Forderte im letzten Jahr der ehemalige Verfassungsrichter Winfried Hassemer eine Diskussion über Datenschutz und darüber, was Privatsphäre überhaupt bedeute, so ist diese Debatte nun da. Darauf bezog sich Baum und forderte einen Kampf gegen die Gleichgültigkeit, die sich in dem Satz »Ich habe nichts zu verbergen« ausdrücke. Es gehe jetzt um die Zukunft der informationellen Selbstbestimmung. Personenbezogene Angaben, die einmal mit modernen Kommunikationsverfahren, wie bei Google, gesammelt seien, blieben für immer gespeichert: »Es gibt keine Trennung mehr in öffentlichen und nichtöffentlichen Bereich. Das ist eine Zäsur, die die Grundrechte betrifft.« Schon jetzt gebe es Algorithmen, die automatisch Persönlichkeitsprofile erstellen könnten. Baum konstatierte erfreut, dass sich Widerstand gegen den Abbau des Datenschutzes formiere. Die Bürger müssten aber auch lernen, mit eigenen Daten vorsichtiger umzugehen.

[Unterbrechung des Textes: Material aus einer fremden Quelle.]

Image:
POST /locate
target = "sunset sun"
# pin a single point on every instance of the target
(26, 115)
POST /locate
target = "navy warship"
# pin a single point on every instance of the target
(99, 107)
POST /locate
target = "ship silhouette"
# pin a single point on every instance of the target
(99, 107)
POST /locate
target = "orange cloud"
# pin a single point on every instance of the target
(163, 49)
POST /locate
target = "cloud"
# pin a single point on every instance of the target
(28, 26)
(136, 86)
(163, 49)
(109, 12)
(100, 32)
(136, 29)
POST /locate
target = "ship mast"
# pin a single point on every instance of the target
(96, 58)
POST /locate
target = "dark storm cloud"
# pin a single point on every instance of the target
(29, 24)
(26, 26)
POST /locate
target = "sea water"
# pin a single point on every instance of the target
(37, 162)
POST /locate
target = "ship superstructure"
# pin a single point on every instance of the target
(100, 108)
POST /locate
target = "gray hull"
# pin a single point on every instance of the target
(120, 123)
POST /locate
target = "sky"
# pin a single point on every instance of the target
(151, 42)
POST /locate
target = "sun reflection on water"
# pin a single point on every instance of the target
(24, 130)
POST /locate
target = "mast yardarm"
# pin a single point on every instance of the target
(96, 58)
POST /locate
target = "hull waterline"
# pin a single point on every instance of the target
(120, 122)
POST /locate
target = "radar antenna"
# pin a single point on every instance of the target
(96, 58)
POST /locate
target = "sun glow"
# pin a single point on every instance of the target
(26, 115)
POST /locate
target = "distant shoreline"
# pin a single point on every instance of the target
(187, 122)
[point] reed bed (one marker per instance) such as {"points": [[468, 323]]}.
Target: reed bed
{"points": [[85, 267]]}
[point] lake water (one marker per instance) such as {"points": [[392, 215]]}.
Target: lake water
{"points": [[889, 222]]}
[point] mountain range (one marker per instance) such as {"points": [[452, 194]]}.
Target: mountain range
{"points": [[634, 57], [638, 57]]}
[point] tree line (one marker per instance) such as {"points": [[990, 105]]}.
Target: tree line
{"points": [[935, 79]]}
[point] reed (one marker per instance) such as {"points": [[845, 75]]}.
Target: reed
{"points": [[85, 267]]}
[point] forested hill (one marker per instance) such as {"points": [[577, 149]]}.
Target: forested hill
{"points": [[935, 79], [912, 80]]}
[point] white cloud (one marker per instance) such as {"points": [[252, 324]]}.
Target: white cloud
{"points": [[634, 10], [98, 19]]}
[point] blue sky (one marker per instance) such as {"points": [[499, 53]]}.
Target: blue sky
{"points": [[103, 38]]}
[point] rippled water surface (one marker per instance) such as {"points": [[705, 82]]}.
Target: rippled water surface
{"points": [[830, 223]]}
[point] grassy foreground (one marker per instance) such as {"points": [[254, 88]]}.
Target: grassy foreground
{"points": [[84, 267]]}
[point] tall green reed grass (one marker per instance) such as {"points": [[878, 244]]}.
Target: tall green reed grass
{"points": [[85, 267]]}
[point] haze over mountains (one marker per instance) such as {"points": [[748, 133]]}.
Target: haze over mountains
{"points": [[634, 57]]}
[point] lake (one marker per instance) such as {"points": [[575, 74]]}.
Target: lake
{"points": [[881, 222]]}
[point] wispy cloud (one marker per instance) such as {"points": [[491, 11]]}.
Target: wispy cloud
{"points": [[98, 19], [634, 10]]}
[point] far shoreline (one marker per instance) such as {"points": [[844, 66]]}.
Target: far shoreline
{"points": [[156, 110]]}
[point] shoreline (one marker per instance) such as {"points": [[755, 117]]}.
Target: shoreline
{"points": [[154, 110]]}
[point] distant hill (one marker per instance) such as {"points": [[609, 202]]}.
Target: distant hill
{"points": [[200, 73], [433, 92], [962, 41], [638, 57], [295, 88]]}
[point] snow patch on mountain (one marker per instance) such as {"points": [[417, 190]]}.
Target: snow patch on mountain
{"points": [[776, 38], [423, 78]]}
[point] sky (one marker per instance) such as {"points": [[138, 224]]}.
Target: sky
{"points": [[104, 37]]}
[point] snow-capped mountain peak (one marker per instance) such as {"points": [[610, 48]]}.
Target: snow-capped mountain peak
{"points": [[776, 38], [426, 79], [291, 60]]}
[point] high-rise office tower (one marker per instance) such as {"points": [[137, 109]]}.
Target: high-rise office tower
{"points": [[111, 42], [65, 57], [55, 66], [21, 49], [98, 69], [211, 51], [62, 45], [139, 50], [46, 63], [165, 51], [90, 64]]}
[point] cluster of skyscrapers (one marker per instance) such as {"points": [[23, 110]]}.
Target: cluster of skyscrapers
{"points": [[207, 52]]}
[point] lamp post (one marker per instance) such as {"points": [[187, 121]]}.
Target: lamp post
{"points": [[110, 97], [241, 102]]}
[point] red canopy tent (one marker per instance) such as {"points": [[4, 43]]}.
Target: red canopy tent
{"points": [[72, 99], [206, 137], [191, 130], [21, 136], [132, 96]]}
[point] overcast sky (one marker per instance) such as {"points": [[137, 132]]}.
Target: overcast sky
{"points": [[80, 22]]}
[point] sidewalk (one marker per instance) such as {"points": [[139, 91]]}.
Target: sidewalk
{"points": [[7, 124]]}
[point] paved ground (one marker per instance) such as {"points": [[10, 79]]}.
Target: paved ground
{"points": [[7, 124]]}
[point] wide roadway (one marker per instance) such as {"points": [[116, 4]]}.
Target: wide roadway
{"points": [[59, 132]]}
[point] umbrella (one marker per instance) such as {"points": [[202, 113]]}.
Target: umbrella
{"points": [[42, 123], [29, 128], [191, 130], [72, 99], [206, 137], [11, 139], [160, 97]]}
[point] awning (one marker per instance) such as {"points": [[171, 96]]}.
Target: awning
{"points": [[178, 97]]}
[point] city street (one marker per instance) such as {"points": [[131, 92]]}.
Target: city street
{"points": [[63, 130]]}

Der Grundrechte-Report belegt erneut massive Eingriffe gegen die Grundrechte durch Behörden, wie bei der mittlerweile routinemäßigen Videoaufzeichnung von Demonstrationen, die das Versammlungsrecht untergräbt. Gravierende Mängel gibt es bei der Umsetzung des ohnehin auf Rudimente reduzierten Asylrechts. Marei Pelzer von Pro Asyl berichtet, dass noch immer Asylsuchende nach Griechenland abgeschoben werden, obwohl das Bundesverfassungsgericht Abschiebungen nach Griechenland ausgesetzt hat. Das dortige Asylsystem ist Pelzer zufolge »desaströs«. Beachtung finden auch Grundrechtsverletzungen, die nicht auf deutschem Boden stattfinden, wie die Tötung von Zivilpersonen bei der Bombardierung zweier Tanklaster in Kunduz im September 2009. Auch beim ohnehin fragwürdigen Einsatz der Bundesmarine gegen die Piraterie vor Somalia werden Grundrechte missachtet. Der Piraterie verdächtige Personen werden nicht den deutschen Strafverfolgungsbehörden überstellt, sondern nach Kenia ausgeliefert, wo weder ein rechtsstaatliches Verfahren noch erträgliche Haftbedingungen existieren.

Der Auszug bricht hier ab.